Banana: rica en triptófano, potasio y magnesio, colabora en la relajación muscular y la producción de serotonina, precursora de la melatonina.
Avena: además de fibra, contiene melatonina y ayuda a mantener estables los niveles de glucosa durante la noche.
Leche tibia: un clásico que no pasa de moda gracias a su aporte de triptófano y a su efecto reconfortante.
Infusión de manzanilla o valeriana: no contienen melatonina como tal, pero sí flavonoides y compuestos que relajan el sistema nervioso.
Más allá de la comida: hábitos que suman
En mi experiencia como coach, muchas veces observo que el problema no es solo fisiológico, sino también emocional. Te comparto algunos tips que trabajo en sesiones:
🌙 Ritual nocturno: crear una rutina simple (apagar pantallas, música suave, un té de hierbas) le da al cerebro la señal de que es hora de bajar el ritmo.

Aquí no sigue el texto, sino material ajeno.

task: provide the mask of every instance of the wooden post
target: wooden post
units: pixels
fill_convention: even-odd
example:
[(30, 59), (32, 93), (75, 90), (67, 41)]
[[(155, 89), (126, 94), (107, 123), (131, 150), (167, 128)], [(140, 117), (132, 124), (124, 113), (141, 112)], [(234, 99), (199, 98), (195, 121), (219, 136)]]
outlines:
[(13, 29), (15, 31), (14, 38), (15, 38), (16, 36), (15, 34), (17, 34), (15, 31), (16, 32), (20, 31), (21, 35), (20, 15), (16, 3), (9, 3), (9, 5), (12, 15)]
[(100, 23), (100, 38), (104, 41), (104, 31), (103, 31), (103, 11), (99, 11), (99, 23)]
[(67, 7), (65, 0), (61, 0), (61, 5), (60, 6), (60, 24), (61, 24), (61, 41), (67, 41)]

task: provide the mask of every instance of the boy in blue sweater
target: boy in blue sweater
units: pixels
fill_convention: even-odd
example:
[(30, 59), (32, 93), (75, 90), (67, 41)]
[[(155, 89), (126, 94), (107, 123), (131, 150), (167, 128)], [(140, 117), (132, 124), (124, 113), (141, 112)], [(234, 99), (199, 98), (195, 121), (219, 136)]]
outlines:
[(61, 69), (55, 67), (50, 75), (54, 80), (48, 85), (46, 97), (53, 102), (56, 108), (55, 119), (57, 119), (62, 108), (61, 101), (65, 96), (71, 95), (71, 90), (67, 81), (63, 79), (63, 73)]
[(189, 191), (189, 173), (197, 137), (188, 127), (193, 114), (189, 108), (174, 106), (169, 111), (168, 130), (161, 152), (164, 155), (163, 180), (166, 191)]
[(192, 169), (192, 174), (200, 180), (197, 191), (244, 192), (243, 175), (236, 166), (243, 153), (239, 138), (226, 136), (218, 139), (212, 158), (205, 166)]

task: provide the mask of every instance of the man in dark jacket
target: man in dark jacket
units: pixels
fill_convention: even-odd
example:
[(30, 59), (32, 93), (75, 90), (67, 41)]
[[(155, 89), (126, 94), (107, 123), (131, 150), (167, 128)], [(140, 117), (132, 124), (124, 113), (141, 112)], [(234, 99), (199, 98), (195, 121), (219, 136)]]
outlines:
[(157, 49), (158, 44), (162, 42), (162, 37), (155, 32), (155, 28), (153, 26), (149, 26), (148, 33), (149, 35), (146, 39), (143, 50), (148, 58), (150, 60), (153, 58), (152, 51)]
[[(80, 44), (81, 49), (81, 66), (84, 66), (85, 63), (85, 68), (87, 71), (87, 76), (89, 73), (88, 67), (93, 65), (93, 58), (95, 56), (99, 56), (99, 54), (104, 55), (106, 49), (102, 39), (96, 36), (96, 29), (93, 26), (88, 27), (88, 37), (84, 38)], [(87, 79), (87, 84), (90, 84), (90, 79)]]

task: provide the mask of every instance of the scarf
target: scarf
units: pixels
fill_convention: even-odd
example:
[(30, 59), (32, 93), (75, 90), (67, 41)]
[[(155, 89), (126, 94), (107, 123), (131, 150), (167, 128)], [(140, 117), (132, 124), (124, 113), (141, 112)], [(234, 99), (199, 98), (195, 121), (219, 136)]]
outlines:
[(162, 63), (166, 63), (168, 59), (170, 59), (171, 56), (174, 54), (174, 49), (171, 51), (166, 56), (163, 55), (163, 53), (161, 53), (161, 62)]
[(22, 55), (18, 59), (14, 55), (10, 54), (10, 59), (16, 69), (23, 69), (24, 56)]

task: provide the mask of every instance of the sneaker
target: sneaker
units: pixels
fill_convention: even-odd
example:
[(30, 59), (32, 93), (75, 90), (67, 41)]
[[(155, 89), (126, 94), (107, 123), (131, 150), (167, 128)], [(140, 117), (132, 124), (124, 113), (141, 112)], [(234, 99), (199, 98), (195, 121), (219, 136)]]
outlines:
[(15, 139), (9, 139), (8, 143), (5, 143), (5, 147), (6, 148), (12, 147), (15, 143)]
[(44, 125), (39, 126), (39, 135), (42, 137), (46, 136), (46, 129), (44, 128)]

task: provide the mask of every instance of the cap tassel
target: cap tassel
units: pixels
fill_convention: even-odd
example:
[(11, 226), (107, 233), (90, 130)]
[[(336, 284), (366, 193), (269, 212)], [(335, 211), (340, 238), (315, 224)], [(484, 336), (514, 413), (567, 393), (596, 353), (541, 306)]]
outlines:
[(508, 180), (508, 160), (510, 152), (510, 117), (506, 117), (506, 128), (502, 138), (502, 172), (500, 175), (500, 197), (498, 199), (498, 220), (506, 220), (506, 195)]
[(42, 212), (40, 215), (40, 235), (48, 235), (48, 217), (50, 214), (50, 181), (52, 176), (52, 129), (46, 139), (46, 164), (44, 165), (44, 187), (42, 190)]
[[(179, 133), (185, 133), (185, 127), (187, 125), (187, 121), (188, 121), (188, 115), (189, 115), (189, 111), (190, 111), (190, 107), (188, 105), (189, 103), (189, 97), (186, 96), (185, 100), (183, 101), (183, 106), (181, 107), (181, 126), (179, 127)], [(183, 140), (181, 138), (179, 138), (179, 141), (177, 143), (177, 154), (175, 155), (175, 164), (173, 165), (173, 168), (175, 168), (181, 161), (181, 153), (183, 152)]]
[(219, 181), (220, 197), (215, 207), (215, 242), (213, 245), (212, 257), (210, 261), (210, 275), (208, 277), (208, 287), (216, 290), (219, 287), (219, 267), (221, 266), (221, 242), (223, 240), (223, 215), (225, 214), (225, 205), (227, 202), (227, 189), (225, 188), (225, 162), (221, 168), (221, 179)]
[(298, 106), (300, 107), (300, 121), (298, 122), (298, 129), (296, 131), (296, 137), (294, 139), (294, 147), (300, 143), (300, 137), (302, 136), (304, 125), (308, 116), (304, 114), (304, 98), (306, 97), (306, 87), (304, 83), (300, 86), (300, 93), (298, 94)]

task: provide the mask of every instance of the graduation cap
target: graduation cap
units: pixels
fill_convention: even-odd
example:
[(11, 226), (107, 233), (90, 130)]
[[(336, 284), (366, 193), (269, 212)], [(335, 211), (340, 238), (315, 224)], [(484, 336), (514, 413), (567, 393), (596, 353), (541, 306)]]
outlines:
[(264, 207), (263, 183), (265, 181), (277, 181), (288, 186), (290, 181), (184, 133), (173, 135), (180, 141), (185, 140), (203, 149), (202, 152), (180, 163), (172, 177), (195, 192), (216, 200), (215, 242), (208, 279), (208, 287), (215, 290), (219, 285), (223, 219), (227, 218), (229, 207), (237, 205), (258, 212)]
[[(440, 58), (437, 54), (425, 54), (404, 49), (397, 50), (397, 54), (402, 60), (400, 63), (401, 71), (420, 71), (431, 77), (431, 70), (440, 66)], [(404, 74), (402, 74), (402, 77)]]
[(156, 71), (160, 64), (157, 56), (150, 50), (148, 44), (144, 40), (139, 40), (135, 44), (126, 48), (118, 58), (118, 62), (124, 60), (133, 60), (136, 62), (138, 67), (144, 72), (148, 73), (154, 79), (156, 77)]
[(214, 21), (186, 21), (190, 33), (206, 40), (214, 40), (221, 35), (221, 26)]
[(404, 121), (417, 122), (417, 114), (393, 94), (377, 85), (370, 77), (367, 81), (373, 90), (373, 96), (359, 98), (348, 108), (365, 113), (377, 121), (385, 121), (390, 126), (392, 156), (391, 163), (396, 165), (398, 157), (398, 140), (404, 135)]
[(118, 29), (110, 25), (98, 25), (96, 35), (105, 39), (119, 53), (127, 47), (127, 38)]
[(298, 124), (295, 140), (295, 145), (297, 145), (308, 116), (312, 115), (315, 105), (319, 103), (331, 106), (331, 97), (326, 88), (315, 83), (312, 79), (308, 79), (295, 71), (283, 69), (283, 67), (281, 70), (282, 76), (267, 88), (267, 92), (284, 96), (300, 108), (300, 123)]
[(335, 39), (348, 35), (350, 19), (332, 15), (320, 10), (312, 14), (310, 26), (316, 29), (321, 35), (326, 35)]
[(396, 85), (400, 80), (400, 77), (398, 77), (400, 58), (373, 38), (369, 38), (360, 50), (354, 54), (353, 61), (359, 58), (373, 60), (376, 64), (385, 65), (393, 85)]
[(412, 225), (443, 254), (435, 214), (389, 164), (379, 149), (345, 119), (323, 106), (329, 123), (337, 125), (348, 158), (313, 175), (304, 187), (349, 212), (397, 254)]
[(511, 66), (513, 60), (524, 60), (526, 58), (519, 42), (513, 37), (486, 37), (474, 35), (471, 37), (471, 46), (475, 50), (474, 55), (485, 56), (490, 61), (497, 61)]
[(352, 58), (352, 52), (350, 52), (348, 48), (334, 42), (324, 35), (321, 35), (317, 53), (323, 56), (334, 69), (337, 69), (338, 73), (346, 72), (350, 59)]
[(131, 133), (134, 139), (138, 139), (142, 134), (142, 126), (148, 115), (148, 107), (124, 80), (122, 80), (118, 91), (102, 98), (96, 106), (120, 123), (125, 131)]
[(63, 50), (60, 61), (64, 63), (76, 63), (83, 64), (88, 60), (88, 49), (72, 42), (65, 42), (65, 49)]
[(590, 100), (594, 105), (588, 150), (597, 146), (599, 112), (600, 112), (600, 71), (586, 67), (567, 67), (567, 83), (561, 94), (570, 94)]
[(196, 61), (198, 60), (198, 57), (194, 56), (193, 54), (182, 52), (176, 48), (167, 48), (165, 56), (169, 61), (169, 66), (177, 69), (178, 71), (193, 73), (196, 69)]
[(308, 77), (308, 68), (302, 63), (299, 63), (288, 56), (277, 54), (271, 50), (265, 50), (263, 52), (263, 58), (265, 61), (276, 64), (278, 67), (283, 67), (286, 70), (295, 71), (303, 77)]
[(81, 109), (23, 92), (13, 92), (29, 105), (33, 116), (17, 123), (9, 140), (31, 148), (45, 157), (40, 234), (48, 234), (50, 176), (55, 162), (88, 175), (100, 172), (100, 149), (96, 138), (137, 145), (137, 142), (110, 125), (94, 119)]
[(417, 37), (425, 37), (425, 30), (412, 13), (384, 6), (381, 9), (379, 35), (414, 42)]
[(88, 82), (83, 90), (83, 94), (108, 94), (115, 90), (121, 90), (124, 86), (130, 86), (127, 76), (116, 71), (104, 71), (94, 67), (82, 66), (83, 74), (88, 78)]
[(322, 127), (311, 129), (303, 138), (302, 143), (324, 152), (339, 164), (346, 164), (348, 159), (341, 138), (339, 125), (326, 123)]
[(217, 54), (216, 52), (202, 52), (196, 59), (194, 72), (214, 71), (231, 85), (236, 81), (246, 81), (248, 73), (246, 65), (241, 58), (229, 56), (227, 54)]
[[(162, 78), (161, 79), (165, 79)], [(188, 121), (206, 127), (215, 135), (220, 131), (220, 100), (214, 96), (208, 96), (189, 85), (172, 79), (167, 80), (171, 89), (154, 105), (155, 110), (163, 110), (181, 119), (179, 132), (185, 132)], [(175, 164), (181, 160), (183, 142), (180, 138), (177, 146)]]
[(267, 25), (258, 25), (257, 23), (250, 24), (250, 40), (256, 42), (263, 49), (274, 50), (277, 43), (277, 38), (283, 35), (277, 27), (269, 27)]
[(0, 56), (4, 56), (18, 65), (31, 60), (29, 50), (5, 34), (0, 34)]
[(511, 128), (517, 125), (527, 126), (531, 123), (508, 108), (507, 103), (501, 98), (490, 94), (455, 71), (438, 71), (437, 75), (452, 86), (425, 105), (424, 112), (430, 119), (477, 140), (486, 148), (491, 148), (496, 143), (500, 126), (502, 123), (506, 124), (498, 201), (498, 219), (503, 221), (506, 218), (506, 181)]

🧘 Respiración y relajación: ejercicios de respiración profunda o mindfulness ayudan a calmar pensamientos repetitivos que suelen aparecer a la hora de dormir.
📔 Descarga mental: escribir en un cuaderno lo pendiente del día libera la mente de “ruido” y facilita la desconexión.
🚫 Decirle no al multitasking nocturno: contestar mails o revisar redes en la cama confunde al cerebro. La cama debe asociarse solo con dormir y descansar.
Un ejemplo de sesión
Recuerdo a una clienta que me decía: “Cuando me acuesto, mi cabeza no para, repaso todo lo que hice mal en el día”. En la sesión trabajamos dos puntos: aprender a registrar esos pensamientos en un cuaderno antes de dormir y acompañarlo con una infusión de manzanilla como señal de cierre del día. A la semana siguiente, su descanso ya había mejorado notablemente.
En conclusión
Dormir bien no depende de una sola cosa, sino de un conjunto de hábitos que podemos cultivar: lo que comemos, cómo terminamos el día y cómo entrenamos a nuestra mente para soltar. Los alimentos ricos en melatonina son un gran aliado, pero el verdadero cambio aparece cuando los combinamos con prácticas conscientes que preparan cuerpo y mente para el descanso.
Y vos, ¿qué hacés para dormir mejor? Probá sumando uno de estos hábitos esta semana y observá cómo responde tu cuerpo.